Haddad pointed to the discovery of ancient baptismal fonts—made to resemble wombs as a synmbol of new birth—inscribed with the egalitarian words of Galatians 3;28: “There is no longer Jew or Greek, there is no longer slave or free, there is no longer male and female; for all of you are one in Christ Jesus.”
She also cited historical examples of Christian women who stood for oppressed and exploited girls—victims of trafficking, slavery and violence.
Need to confront ‘flawed theology’
Today, she challenged the church to confront “flawed theology” that “prioritizes one ethnic group over another” and reinforces patriarchy “that demeans girls and women.”

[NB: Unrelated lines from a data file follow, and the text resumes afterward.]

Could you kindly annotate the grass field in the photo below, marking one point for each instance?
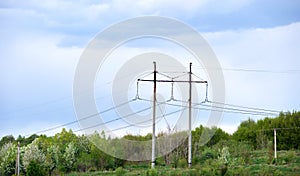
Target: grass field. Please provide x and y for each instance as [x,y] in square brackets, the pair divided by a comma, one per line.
[259,163]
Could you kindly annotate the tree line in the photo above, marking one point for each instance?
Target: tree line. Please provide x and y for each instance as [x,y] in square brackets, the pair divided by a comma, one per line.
[65,151]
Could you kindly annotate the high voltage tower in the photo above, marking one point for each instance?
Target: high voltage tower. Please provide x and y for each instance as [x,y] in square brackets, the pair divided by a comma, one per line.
[155,80]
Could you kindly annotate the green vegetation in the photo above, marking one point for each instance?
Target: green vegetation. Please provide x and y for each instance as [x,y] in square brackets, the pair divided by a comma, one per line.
[249,151]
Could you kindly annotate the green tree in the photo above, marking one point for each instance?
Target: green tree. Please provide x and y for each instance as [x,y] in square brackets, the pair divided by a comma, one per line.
[8,159]
[33,153]
[70,157]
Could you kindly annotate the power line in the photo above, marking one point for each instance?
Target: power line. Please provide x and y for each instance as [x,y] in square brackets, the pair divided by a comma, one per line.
[113,120]
[246,107]
[159,117]
[84,118]
[219,109]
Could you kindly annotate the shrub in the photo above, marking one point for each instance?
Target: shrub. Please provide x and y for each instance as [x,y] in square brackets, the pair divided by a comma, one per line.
[35,169]
[151,172]
[120,171]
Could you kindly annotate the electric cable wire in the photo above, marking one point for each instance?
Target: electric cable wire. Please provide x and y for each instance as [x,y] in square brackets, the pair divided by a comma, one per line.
[84,118]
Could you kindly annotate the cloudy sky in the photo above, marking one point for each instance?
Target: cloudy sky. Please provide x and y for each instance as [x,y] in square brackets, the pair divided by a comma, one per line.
[257,43]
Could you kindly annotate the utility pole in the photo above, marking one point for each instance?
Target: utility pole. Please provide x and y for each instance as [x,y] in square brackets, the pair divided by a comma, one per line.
[190,118]
[275,147]
[190,111]
[153,119]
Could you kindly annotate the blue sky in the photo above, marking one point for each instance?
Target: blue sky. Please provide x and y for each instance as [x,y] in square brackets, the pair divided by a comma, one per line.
[41,43]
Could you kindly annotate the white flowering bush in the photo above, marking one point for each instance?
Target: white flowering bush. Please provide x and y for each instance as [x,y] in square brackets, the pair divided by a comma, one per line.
[33,153]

She particularly cited the “scandal of dispensational theology that fosters significant injustice” by valuing the lives of Jewish women and children above those of Palestinian women and children.
Haddad called on the church to lament its complicity in patriarchal and racist systems.

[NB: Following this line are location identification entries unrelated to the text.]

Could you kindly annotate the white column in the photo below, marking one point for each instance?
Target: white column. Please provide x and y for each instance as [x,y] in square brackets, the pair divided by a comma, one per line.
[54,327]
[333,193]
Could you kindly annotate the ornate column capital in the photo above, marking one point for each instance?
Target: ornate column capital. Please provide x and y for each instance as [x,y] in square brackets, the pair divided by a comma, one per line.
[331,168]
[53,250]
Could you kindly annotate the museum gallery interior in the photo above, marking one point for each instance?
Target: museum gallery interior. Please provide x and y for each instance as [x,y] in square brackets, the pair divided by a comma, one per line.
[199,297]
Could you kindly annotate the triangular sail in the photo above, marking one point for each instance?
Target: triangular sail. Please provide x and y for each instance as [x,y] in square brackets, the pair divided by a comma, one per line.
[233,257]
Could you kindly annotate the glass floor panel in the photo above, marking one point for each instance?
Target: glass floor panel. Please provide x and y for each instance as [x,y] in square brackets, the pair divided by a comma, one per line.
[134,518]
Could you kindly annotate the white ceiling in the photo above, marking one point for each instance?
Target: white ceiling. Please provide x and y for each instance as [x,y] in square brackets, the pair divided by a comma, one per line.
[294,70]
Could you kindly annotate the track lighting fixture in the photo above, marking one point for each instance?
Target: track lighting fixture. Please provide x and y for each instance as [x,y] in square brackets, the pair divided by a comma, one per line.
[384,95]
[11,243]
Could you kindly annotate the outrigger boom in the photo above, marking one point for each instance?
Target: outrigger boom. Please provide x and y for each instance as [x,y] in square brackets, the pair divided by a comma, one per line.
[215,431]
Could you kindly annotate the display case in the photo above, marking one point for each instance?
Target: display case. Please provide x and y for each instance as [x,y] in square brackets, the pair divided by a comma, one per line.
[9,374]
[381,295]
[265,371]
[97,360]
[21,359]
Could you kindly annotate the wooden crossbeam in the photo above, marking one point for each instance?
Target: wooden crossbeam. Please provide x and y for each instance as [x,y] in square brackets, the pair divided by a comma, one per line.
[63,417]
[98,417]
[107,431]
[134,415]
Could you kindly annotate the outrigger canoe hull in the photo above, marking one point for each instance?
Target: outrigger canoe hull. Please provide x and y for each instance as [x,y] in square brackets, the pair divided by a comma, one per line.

“Without collective lament, we speak peace where there is no peace,” she said.
In a public conversation with Baylor historian Beth Allison Barr, author of The Making of Biblical Womanhood, Haddad spoke about the importance of “recovering history”—particularly the stories of women of color from non-Western cultures.
The church benefits from “broadening the conversation” and learning the stories of fellow Christians outside their own traditions, countries, ethnic groups and cultures, she noted.
Haddad confessed she is “weary” of a view of Christianity that is focused exclusively on the United States and “white people obsessed with other white people.”